(4 of 4)
"Aged 26" (by Anne Crawford Flexner; Richard Aldrich. producer). Robert Harris is a young British actor of engaging manner and appearance who for 30 months in London played The Wind and the Rain's male lead. That emotional medical student was not unlike the John Keats impersonated by Actor Harris in "Aged 26." His performance in this wistful wisp of a play indicates that, if dramatists insist on writing plays about romantic poets, the naive, modest, impetuous sort of charm which seems to be the peculiar distillation of certain young British actors is just what such plays need to be palatable. There are no melodramatic fireworks in "Aged 26." Mr. Harris does not indulge in agonies of poetic creation on the stage, or in windy declamations or wild rantings. He simply portrays an imaginative, otherworldly young man suffering from frustrated love and the foretaste of early death.
"Aged 26" opens in the Fleet Street reading room of Messrs. Taylor & Hessey. Flanked by his loyal publisher, Mr. Taylor (Matthew Boulton) and his devoted friend, Charles Armitage Brown (Kenneth MacKenna), Keats replies with dignity to the gibes of his foppish critics on the London quarterlies, meets Shelley and Byron, attracts their friendship instantly, encounters Fanny Brawne (Linda Watkins) for the first time. Assiduously nursing his sick brother, harassed by poverty and already failing in health himself, Keats appeals to his guardian to reconstrue his grandfather's will so that he can have his share at once instead of waiting until all four grandchildren attain their majority. The guardian refuses.

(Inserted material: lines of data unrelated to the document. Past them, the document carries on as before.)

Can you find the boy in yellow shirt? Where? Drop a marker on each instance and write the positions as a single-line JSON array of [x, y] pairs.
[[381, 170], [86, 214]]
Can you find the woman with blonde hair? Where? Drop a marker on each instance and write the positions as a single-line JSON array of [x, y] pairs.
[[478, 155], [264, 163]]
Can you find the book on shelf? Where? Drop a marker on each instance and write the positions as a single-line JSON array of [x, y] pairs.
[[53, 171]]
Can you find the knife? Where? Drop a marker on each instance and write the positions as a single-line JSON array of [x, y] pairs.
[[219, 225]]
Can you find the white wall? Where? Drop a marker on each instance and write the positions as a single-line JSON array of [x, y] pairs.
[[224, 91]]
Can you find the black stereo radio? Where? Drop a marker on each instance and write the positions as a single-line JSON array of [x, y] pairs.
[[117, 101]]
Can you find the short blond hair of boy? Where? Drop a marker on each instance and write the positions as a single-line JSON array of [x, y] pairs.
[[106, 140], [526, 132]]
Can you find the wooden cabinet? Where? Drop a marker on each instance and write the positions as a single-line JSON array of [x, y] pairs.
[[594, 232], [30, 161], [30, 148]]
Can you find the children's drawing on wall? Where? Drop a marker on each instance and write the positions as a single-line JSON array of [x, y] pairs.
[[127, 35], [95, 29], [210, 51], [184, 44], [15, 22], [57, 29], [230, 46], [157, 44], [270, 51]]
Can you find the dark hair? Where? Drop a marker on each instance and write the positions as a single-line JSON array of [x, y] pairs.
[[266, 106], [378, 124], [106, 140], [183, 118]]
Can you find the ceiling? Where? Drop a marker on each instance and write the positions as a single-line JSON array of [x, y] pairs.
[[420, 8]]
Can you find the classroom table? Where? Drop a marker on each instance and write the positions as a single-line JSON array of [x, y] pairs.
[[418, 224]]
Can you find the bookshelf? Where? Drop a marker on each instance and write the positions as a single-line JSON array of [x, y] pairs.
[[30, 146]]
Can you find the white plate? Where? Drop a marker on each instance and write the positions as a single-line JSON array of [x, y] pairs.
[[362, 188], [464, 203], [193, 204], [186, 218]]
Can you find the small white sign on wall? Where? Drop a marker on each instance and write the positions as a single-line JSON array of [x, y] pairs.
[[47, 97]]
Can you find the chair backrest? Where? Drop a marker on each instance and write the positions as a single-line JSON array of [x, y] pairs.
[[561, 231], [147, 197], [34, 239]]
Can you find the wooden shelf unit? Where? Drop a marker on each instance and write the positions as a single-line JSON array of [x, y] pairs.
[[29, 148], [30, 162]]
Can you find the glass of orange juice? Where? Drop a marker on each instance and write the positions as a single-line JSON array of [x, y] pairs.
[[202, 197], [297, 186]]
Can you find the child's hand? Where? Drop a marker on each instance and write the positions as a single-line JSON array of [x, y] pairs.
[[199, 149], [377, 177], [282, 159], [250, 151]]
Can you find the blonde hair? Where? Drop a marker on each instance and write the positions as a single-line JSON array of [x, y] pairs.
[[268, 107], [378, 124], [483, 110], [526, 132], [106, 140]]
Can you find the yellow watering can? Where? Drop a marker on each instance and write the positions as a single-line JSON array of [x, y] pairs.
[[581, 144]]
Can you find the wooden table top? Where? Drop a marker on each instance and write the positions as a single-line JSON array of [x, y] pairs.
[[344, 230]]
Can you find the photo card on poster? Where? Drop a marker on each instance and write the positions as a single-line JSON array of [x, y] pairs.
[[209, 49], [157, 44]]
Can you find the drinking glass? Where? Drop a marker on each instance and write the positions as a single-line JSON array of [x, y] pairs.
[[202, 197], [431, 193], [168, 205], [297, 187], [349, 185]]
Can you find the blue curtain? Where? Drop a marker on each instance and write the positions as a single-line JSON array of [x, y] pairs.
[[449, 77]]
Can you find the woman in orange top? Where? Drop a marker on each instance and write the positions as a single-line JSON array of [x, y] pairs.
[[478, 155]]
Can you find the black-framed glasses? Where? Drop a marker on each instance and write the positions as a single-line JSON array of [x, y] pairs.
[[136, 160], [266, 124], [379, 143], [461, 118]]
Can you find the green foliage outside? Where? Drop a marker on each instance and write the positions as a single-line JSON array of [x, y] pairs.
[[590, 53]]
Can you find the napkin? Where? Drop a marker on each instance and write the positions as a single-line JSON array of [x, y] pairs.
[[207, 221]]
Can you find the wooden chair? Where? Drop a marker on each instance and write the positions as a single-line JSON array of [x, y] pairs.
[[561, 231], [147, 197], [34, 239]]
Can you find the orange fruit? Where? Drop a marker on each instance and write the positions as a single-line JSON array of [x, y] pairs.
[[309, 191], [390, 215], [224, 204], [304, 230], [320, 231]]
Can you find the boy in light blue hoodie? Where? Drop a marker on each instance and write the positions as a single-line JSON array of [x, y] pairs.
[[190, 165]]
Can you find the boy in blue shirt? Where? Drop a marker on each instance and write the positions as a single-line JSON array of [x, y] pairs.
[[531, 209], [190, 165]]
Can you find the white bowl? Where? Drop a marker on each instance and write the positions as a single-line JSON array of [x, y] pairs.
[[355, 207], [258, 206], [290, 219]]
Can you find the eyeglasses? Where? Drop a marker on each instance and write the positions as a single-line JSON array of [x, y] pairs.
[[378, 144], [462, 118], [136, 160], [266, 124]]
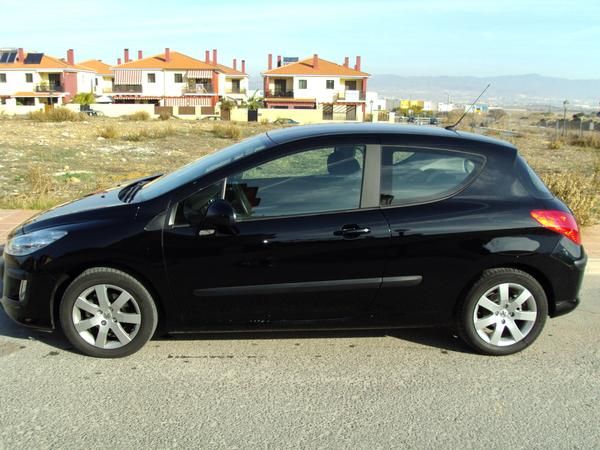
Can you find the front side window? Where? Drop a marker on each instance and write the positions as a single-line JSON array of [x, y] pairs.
[[410, 175], [312, 181]]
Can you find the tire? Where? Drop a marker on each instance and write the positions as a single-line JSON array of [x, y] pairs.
[[107, 313], [503, 313]]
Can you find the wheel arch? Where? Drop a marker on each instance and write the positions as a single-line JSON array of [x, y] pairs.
[[65, 280]]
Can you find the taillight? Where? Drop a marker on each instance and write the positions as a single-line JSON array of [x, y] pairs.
[[559, 221]]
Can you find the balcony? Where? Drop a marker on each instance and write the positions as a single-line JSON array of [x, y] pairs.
[[279, 94], [349, 96], [49, 87], [198, 89], [127, 88], [235, 91]]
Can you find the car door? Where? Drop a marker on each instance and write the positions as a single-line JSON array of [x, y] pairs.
[[432, 239], [308, 243]]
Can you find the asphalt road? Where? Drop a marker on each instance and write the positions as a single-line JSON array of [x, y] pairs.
[[416, 388]]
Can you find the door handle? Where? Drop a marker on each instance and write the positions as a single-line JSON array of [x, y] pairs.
[[352, 231]]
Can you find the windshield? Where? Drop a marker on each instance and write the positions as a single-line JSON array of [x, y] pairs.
[[204, 165]]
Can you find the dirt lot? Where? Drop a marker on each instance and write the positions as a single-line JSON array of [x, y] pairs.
[[46, 163]]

After Tom dies, the poet goes to live with Brown, who picks up the odes he leaves scattered about, lays them away in a drawer. One called On a Grecian Urn is crumpled up in the coal scuttle. Fanny, who lives next door, responds to his love. During one of his coughing spells, the first spot of blood appears on the poet's handkerchief and old Dr. Sawrey orders him to Italy. A ruse engineered by Brown gets Mrs. Brawne out of the way so that John and Fanny may have one night together before he sails for the land in which he is to die six months later, aged 26.
All Editions (by Charles Washburn & Clyde North; Juliana Morgan, producer) contains an undertaker who wants to find a fearfully ugly man, ready & willing to die. on whom he can perform beautifying post-mortem surgery which will attract attention to his art. He finds a perfect specimen, an old carnival man named Rhinoceros who looks somewhat like the late Lon Chaney's Quasimodo. Rhinoceros is ill and willing to die for $500, which is to be given to the girl who has taken care of him. Rhinoceros feigns death by hypnotizing himself but escapes in time from the undertaker's operating table.
Unfortunately this grisly business has not been put into a good horror play but into what purports to be a merry farce-comedy about high-pressure pressagentry. Author Charles Washburn is a Manhattan theatrical pressagent. Producer Juliana Morgan is Mrs. Oscar W. Ehrhorn, wife of a Federal referee in bankruptcy.